You also delve deeply into a functional analysis, which is not your usual.
Prof. Volokh,
It is customary to include a military officer's branch of service when titles are used, in order to prevent confusion. The rank of captain exists in every branch of the military, and the scope of responsibility and seniority varies widely depending on the branch.
Is it possible that the branch of service of the officer who argued the case for the appellant can be inferred from the tribunal being the Army Court of Appeals?
Depends on the service branch(s) involved. If Army appellant and court, usually…but there are circumstances involving cross-service assignments in a single JAG office so can’t say always.
But would not be unusual for a Marine appellant to be prosecuted by a Captain and defended by a Lieutenant, both O-3s (call it the Bacon/Cruise rule).
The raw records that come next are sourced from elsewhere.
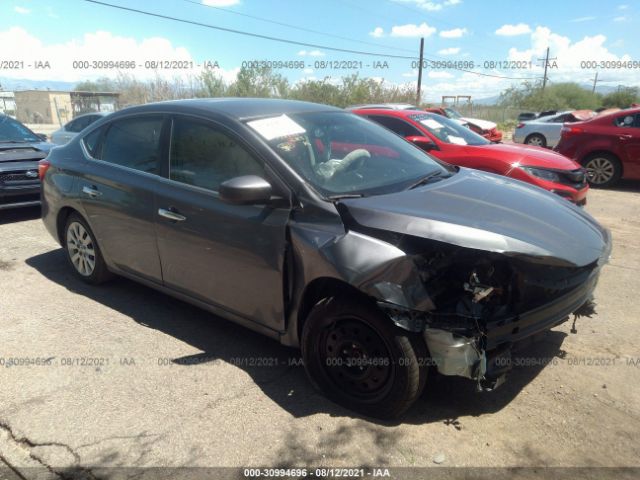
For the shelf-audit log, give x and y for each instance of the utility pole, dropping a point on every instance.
(418, 93)
(546, 64)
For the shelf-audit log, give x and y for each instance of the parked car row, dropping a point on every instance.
(331, 233)
(452, 143)
(607, 145)
(20, 151)
(487, 129)
(544, 131)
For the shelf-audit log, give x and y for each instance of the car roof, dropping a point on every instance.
(235, 108)
(383, 106)
(101, 114)
(391, 112)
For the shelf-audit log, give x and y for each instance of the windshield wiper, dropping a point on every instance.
(424, 180)
(342, 196)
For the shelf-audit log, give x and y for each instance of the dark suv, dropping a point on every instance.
(327, 232)
(20, 151)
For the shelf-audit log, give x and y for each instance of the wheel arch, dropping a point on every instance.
(61, 221)
(319, 289)
(601, 151)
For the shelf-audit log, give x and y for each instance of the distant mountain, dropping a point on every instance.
(487, 100)
(11, 84)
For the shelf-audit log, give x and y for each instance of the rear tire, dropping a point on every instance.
(83, 252)
(603, 169)
(536, 140)
(357, 357)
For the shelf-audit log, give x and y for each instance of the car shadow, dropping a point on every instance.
(276, 369)
(19, 215)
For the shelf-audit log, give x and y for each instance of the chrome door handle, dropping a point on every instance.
(92, 192)
(163, 212)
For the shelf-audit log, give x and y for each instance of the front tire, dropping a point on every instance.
(83, 252)
(603, 170)
(358, 358)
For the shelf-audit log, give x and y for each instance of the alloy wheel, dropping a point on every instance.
(81, 249)
(600, 170)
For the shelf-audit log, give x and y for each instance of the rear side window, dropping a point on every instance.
(132, 143)
(204, 156)
(91, 141)
(629, 120)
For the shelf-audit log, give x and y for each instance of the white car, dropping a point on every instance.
(75, 126)
(545, 131)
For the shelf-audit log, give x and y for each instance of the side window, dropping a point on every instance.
(627, 121)
(559, 118)
(398, 126)
(204, 156)
(133, 143)
(91, 142)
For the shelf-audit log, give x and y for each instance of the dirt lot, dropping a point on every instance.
(129, 377)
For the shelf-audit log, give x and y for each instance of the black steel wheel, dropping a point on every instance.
(356, 356)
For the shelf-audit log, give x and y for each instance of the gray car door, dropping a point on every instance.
(117, 190)
(230, 256)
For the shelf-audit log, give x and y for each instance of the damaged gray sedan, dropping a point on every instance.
(326, 232)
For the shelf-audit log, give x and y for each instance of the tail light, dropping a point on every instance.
(568, 131)
(43, 166)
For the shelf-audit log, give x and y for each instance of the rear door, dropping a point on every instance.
(628, 133)
(230, 256)
(117, 191)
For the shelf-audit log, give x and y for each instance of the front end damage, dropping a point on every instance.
(475, 306)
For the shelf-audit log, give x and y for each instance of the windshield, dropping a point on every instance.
(13, 131)
(451, 113)
(449, 131)
(339, 153)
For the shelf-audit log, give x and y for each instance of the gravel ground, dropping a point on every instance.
(122, 376)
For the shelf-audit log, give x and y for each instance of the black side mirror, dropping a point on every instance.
(424, 143)
(245, 190)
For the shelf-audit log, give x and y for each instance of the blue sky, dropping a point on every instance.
(456, 30)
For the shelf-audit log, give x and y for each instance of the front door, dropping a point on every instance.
(231, 256)
(117, 184)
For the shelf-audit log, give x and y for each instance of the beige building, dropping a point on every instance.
(59, 107)
(43, 106)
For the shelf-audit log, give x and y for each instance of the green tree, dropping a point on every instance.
(622, 98)
(558, 96)
(259, 82)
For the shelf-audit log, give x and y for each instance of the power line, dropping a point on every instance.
(284, 40)
(295, 27)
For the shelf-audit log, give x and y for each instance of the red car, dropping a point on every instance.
(449, 141)
(487, 129)
(608, 146)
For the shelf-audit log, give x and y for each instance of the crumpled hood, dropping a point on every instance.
(483, 124)
(488, 212)
(528, 155)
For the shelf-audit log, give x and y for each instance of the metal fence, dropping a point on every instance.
(489, 112)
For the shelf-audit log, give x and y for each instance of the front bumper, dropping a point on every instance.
(486, 357)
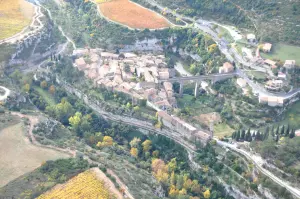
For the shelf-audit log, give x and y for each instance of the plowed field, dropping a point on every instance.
(132, 15)
(14, 16)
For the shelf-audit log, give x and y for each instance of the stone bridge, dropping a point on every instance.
(197, 79)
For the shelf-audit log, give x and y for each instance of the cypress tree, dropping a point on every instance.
(272, 131)
(248, 136)
(233, 136)
(266, 134)
(287, 131)
(238, 136)
(257, 136)
(292, 134)
(277, 130)
(282, 130)
(243, 135)
(276, 138)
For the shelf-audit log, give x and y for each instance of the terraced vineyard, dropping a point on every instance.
(15, 15)
(85, 185)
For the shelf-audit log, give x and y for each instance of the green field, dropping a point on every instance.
(222, 130)
(45, 95)
(196, 107)
(284, 52)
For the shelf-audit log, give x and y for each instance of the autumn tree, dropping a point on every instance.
(43, 84)
(26, 88)
(135, 142)
(134, 152)
(172, 165)
(155, 153)
(52, 89)
(146, 145)
(75, 120)
(206, 194)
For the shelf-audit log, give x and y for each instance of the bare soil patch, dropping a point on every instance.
(132, 15)
(19, 156)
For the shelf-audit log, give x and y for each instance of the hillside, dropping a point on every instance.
(14, 16)
(274, 21)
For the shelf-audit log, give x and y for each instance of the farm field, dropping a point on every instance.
(222, 130)
(85, 185)
(15, 15)
(132, 15)
(283, 52)
(18, 155)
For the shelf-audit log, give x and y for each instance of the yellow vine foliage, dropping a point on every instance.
(85, 185)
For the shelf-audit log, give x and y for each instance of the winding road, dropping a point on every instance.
(172, 135)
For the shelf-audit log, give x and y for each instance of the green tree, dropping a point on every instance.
(282, 130)
(43, 84)
(75, 121)
(146, 145)
(287, 131)
(243, 135)
(292, 134)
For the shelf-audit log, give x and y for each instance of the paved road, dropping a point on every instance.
(230, 53)
(6, 94)
(201, 77)
(258, 163)
(25, 32)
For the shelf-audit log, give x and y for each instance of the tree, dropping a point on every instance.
(134, 152)
(173, 192)
(206, 194)
(127, 68)
(258, 136)
(107, 141)
(26, 88)
(233, 136)
(277, 130)
(136, 108)
(173, 178)
(248, 136)
(266, 135)
(179, 182)
(158, 164)
(282, 130)
(172, 165)
(196, 187)
(287, 131)
(43, 84)
(135, 142)
(75, 120)
(243, 135)
(292, 134)
(238, 136)
(52, 89)
(155, 153)
(146, 145)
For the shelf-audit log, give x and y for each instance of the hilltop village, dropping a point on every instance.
(137, 76)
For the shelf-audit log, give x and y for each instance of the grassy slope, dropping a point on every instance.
(284, 52)
(19, 156)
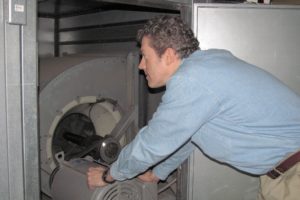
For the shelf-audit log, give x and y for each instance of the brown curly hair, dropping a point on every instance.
(169, 32)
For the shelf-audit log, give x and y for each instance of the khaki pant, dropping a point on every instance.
(284, 187)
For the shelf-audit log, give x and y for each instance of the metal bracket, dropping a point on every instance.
(17, 12)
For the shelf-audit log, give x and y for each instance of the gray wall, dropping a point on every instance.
(267, 36)
(46, 32)
(18, 107)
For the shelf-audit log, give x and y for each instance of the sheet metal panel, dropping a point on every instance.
(29, 104)
(4, 187)
(267, 36)
(19, 174)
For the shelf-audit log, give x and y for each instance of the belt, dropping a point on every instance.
(284, 165)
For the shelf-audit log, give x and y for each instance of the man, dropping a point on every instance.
(233, 111)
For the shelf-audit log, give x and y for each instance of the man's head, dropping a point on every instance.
(169, 32)
(164, 42)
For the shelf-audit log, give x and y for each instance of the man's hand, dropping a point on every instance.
(94, 177)
(149, 176)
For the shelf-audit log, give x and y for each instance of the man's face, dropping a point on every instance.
(155, 67)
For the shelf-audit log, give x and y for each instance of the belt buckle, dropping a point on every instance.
(275, 173)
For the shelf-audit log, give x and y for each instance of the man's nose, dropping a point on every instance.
(142, 64)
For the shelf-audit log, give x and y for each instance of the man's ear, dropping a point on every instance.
(170, 56)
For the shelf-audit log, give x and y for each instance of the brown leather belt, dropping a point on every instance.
(284, 165)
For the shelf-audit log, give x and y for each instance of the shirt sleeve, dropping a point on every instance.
(163, 169)
(185, 107)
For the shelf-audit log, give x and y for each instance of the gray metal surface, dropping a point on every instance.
(74, 172)
(267, 36)
(30, 105)
(19, 160)
(70, 82)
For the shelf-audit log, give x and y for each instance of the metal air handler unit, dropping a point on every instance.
(88, 111)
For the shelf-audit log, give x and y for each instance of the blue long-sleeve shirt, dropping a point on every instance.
(235, 112)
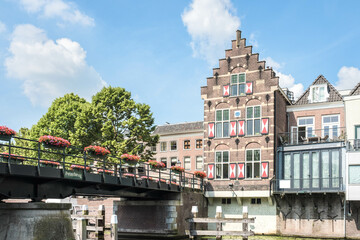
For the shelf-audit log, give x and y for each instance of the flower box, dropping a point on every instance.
(200, 174)
(6, 133)
(46, 163)
(177, 169)
(130, 159)
(54, 142)
(156, 165)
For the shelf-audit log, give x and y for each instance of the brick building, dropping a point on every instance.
(244, 108)
(180, 144)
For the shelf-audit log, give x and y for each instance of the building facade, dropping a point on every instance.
(243, 109)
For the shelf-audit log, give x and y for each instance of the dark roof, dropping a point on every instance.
(356, 90)
(334, 95)
(179, 128)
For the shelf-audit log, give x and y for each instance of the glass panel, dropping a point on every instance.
(225, 156)
(233, 79)
(249, 127)
(233, 90)
(257, 111)
(249, 112)
(256, 170)
(287, 166)
(248, 170)
(218, 130)
(325, 169)
(218, 115)
(257, 126)
(242, 89)
(226, 170)
(354, 174)
(335, 169)
(248, 155)
(218, 156)
(242, 77)
(315, 170)
(226, 129)
(306, 170)
(296, 170)
(226, 115)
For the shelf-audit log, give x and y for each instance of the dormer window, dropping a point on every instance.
(318, 93)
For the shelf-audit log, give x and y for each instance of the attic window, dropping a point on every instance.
(318, 93)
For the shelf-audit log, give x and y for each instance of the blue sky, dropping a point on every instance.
(163, 51)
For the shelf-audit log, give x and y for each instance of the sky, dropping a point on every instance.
(163, 51)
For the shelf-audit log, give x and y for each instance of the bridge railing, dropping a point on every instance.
(72, 159)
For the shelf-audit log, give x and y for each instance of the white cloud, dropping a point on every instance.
(348, 78)
(49, 69)
(67, 11)
(2, 27)
(212, 26)
(285, 80)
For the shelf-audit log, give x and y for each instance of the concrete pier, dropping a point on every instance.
(35, 221)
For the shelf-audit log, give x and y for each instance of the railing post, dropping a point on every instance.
(114, 222)
(219, 224)
(245, 225)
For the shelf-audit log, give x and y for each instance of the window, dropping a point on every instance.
(198, 143)
(186, 144)
(330, 126)
(318, 93)
(222, 165)
(187, 163)
(163, 160)
(163, 147)
(222, 123)
(252, 162)
(238, 83)
(354, 174)
(199, 162)
(173, 145)
(253, 120)
(153, 148)
(173, 161)
(305, 127)
(226, 201)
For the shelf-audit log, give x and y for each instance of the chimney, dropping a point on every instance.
(238, 37)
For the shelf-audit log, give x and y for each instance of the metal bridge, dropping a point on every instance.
(29, 170)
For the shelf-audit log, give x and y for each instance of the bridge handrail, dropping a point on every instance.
(186, 179)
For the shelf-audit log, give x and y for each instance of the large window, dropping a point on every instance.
(305, 127)
(222, 165)
(163, 147)
(187, 163)
(330, 126)
(253, 120)
(238, 84)
(173, 145)
(252, 162)
(222, 123)
(199, 162)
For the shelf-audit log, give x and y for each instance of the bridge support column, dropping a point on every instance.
(38, 220)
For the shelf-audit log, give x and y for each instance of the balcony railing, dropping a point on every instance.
(311, 136)
(307, 185)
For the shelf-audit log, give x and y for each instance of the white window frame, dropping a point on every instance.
(307, 125)
(175, 143)
(238, 83)
(252, 163)
(161, 147)
(253, 121)
(330, 125)
(222, 122)
(317, 89)
(222, 163)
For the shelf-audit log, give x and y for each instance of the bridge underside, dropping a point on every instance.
(37, 183)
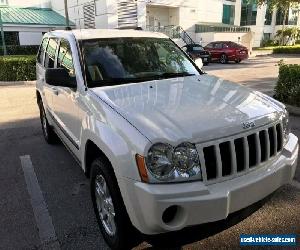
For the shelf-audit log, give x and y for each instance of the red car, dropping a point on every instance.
(227, 51)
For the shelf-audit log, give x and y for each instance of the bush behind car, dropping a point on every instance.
(288, 85)
(17, 68)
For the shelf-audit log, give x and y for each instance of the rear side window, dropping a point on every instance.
(40, 57)
(51, 53)
(218, 46)
(65, 59)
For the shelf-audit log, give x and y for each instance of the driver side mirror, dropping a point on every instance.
(199, 63)
(60, 77)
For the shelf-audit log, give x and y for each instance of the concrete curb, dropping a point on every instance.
(293, 110)
(17, 83)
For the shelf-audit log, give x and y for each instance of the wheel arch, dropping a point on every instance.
(91, 152)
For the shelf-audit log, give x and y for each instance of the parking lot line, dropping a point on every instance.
(42, 218)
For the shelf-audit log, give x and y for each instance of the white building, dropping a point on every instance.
(203, 20)
(25, 22)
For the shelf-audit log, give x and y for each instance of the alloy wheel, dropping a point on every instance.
(105, 205)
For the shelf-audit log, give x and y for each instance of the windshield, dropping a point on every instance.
(123, 60)
(198, 48)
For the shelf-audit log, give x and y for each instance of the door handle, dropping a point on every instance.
(55, 91)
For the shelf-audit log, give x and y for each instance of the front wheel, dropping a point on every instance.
(109, 208)
(223, 59)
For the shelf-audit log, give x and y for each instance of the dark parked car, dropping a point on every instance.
(227, 51)
(197, 51)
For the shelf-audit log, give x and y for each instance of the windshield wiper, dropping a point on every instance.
(173, 74)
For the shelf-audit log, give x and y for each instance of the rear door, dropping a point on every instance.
(66, 98)
(49, 62)
(40, 69)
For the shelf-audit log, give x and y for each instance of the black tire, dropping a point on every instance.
(48, 132)
(223, 59)
(125, 236)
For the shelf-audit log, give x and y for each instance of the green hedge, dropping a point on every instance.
(288, 85)
(287, 50)
(17, 68)
(20, 50)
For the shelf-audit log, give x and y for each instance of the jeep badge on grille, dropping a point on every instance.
(247, 125)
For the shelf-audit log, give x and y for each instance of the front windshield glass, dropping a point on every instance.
(123, 60)
(198, 48)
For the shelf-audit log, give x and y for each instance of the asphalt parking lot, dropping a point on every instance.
(65, 188)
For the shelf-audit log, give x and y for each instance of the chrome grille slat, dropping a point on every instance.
(267, 144)
(219, 161)
(275, 139)
(202, 162)
(233, 158)
(246, 153)
(225, 159)
(258, 149)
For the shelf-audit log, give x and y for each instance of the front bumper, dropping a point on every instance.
(198, 203)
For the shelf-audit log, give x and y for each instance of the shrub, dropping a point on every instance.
(17, 68)
(287, 89)
(268, 43)
(20, 50)
(287, 50)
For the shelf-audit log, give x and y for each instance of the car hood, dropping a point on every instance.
(195, 108)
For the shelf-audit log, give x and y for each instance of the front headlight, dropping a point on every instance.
(285, 126)
(169, 164)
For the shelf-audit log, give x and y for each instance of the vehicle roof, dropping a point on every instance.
(86, 34)
(222, 42)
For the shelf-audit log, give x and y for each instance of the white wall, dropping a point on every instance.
(30, 3)
(106, 12)
(30, 38)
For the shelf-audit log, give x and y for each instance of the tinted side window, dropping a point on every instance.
(50, 53)
(65, 59)
(42, 49)
(218, 46)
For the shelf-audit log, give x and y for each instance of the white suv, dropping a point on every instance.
(165, 145)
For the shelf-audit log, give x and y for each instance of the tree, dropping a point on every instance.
(292, 33)
(283, 5)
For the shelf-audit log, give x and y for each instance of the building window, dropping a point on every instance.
(293, 20)
(89, 15)
(248, 13)
(280, 18)
(3, 2)
(11, 38)
(269, 16)
(228, 14)
(267, 36)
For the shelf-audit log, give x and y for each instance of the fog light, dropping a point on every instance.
(169, 214)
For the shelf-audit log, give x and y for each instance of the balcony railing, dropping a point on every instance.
(205, 28)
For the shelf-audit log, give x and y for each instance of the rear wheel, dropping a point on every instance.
(223, 59)
(109, 208)
(48, 131)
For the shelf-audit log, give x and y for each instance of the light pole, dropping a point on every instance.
(2, 35)
(67, 13)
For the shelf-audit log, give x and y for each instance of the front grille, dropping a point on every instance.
(231, 157)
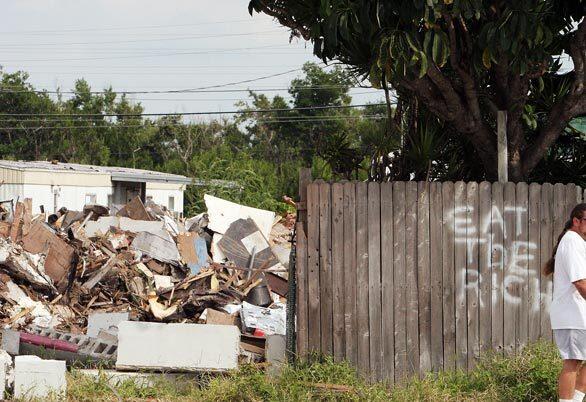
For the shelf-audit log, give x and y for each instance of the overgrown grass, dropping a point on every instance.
(531, 376)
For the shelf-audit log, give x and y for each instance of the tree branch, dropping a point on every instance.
(468, 81)
(572, 105)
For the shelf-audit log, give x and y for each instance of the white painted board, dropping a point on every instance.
(222, 213)
(177, 347)
(38, 378)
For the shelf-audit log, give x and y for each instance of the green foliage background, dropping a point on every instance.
(260, 153)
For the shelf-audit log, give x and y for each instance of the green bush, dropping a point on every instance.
(530, 376)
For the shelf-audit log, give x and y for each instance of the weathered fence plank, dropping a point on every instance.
(338, 270)
(400, 300)
(313, 283)
(436, 299)
(302, 293)
(472, 272)
(448, 275)
(460, 275)
(545, 247)
(350, 322)
(325, 267)
(511, 308)
(484, 267)
(521, 262)
(374, 281)
(404, 278)
(387, 258)
(362, 277)
(497, 266)
(411, 278)
(533, 266)
(424, 277)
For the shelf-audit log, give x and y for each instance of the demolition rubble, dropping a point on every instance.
(135, 289)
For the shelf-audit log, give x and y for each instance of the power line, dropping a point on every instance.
(172, 91)
(127, 28)
(189, 91)
(286, 120)
(320, 107)
(19, 45)
(233, 51)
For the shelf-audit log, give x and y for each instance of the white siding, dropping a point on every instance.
(161, 197)
(11, 192)
(71, 197)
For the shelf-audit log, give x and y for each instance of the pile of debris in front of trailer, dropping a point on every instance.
(137, 290)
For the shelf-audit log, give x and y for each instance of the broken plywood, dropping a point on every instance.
(41, 239)
(239, 241)
(193, 251)
(222, 214)
(159, 246)
(135, 210)
(177, 347)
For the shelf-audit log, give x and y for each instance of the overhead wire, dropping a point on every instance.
(126, 27)
(203, 36)
(115, 126)
(220, 112)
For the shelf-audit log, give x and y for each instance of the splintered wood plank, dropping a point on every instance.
(302, 293)
(424, 277)
(313, 280)
(546, 240)
(484, 268)
(400, 296)
(472, 272)
(510, 295)
(521, 264)
(350, 323)
(362, 278)
(325, 267)
(498, 267)
(411, 278)
(374, 281)
(460, 275)
(27, 215)
(534, 265)
(387, 258)
(16, 228)
(338, 269)
(448, 275)
(435, 256)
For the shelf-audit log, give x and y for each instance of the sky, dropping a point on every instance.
(154, 45)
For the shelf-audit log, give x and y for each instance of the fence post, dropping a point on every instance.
(291, 338)
(503, 154)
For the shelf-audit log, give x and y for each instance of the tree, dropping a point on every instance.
(463, 60)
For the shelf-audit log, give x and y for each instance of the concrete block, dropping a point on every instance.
(177, 347)
(275, 354)
(107, 322)
(37, 378)
(2, 381)
(142, 380)
(10, 341)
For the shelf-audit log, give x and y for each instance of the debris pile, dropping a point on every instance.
(225, 267)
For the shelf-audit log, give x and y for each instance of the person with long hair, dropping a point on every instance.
(568, 308)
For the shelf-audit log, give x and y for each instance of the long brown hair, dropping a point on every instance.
(578, 212)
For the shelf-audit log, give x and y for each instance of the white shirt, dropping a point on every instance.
(568, 308)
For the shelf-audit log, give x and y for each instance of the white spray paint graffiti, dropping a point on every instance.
(512, 260)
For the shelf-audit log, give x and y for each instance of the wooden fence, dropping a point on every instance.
(403, 278)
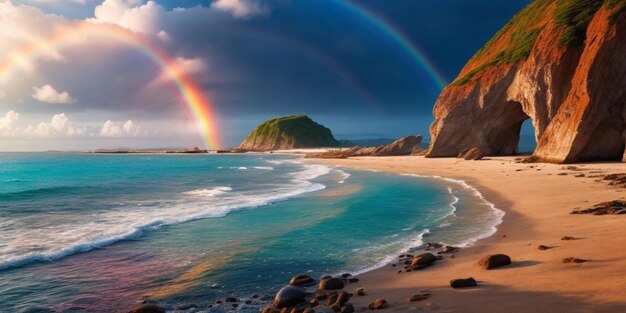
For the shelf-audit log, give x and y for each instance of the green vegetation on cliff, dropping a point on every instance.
(619, 7)
(574, 16)
(289, 132)
(515, 41)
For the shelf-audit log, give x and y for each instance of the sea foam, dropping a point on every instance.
(24, 246)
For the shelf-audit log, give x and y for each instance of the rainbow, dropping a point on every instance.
(191, 96)
(417, 55)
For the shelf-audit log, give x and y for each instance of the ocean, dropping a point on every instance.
(99, 233)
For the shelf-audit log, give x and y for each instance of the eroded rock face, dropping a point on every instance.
(575, 95)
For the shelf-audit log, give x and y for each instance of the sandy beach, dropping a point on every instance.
(537, 200)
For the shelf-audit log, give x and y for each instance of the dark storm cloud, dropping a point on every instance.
(313, 57)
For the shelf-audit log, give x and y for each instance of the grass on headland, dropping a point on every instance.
(573, 16)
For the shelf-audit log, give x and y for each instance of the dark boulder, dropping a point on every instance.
(147, 308)
(573, 260)
(289, 296)
(495, 260)
(302, 280)
(378, 304)
(348, 308)
(423, 260)
(463, 283)
(418, 297)
(333, 283)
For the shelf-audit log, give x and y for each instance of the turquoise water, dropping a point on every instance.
(97, 233)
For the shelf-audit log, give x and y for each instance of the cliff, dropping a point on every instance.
(403, 146)
(558, 62)
(289, 132)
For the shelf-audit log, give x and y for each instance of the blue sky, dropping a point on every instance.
(256, 59)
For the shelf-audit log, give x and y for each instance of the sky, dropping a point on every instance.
(350, 65)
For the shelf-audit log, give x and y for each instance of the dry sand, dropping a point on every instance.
(537, 201)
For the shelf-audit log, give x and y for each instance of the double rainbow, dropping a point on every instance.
(191, 96)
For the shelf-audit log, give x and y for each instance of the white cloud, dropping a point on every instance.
(240, 8)
(21, 25)
(59, 126)
(111, 129)
(164, 36)
(48, 94)
(130, 14)
(8, 123)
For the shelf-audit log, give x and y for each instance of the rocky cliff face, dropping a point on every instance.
(561, 63)
(288, 133)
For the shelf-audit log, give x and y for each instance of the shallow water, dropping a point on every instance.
(99, 232)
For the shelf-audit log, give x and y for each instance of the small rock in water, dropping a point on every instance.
(320, 295)
(463, 283)
(418, 297)
(289, 296)
(331, 284)
(434, 245)
(495, 260)
(348, 308)
(301, 280)
(147, 308)
(185, 307)
(573, 260)
(423, 260)
(449, 249)
(378, 304)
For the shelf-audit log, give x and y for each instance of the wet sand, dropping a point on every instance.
(537, 200)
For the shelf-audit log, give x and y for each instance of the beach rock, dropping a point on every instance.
(302, 280)
(423, 260)
(418, 297)
(573, 260)
(289, 296)
(333, 283)
(378, 304)
(495, 260)
(463, 283)
(187, 306)
(449, 249)
(348, 308)
(614, 207)
(342, 298)
(147, 308)
(472, 154)
(320, 295)
(433, 245)
(323, 309)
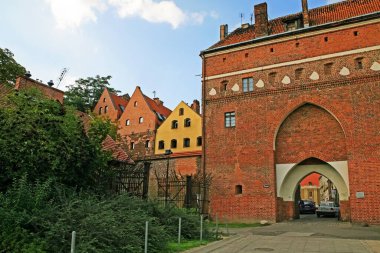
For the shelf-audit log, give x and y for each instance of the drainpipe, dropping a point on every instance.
(203, 130)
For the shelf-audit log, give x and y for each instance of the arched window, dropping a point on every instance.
(187, 122)
(186, 142)
(199, 141)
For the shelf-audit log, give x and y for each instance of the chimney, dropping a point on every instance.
(126, 97)
(305, 13)
(223, 31)
(195, 106)
(158, 101)
(261, 20)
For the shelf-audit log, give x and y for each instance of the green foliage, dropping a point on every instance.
(9, 68)
(85, 93)
(40, 218)
(100, 128)
(45, 139)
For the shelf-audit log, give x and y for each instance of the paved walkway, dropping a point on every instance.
(304, 235)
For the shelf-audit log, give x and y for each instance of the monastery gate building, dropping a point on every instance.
(287, 97)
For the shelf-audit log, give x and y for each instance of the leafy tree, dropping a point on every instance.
(9, 68)
(41, 137)
(85, 93)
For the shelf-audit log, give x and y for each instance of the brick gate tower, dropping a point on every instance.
(292, 96)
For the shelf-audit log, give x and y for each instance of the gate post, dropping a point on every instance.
(146, 180)
(188, 196)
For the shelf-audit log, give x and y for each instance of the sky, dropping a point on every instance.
(154, 44)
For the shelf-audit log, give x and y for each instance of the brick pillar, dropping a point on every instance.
(261, 20)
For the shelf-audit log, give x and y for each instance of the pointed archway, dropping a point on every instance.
(308, 132)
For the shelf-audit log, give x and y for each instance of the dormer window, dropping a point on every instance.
(293, 24)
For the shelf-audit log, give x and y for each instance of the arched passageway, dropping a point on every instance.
(309, 131)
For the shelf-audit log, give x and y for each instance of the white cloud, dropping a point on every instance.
(155, 12)
(333, 1)
(73, 13)
(158, 12)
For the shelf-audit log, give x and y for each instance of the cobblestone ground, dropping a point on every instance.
(309, 234)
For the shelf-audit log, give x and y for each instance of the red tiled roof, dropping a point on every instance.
(86, 120)
(4, 91)
(117, 153)
(161, 109)
(318, 16)
(118, 101)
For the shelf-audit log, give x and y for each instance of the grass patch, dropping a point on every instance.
(185, 245)
(236, 225)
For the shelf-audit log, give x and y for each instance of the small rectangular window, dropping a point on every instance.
(327, 68)
(359, 63)
(186, 142)
(298, 73)
(238, 189)
(229, 119)
(247, 84)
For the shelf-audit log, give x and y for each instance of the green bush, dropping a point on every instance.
(40, 217)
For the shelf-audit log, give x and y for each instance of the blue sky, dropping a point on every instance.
(151, 43)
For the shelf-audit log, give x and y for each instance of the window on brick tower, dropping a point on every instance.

But that said, would be unusual for the courtroom roles of an O-3 Captain, O-6 Captain, and O-6 Colonel to be misunderstood in court.
No, not with any meaningful certainty. While it's safe to deduce that Matthew S. Fields is not a Navy captain (an O-6), that still leaves three* other branches that he could belong to.
*Does the Space Force have a JAG Corps?
This whole thing was a farce.
During the cross examination of the defendant:
This... this isn't inadmissible hearsay? Why is the prosecution making the defendant testify about testimony presented at another trial? Can't they get a transcript?
Wait. It gets worse. No, they couldn't get a transcript of that testimony, because apparently that testimony never happened:
How the heck does the prosecution, defense, and defendant all not know that this purported testimony did not happen?
And then there's this:
Quick, you have less than five seconds per slide to review this for objections.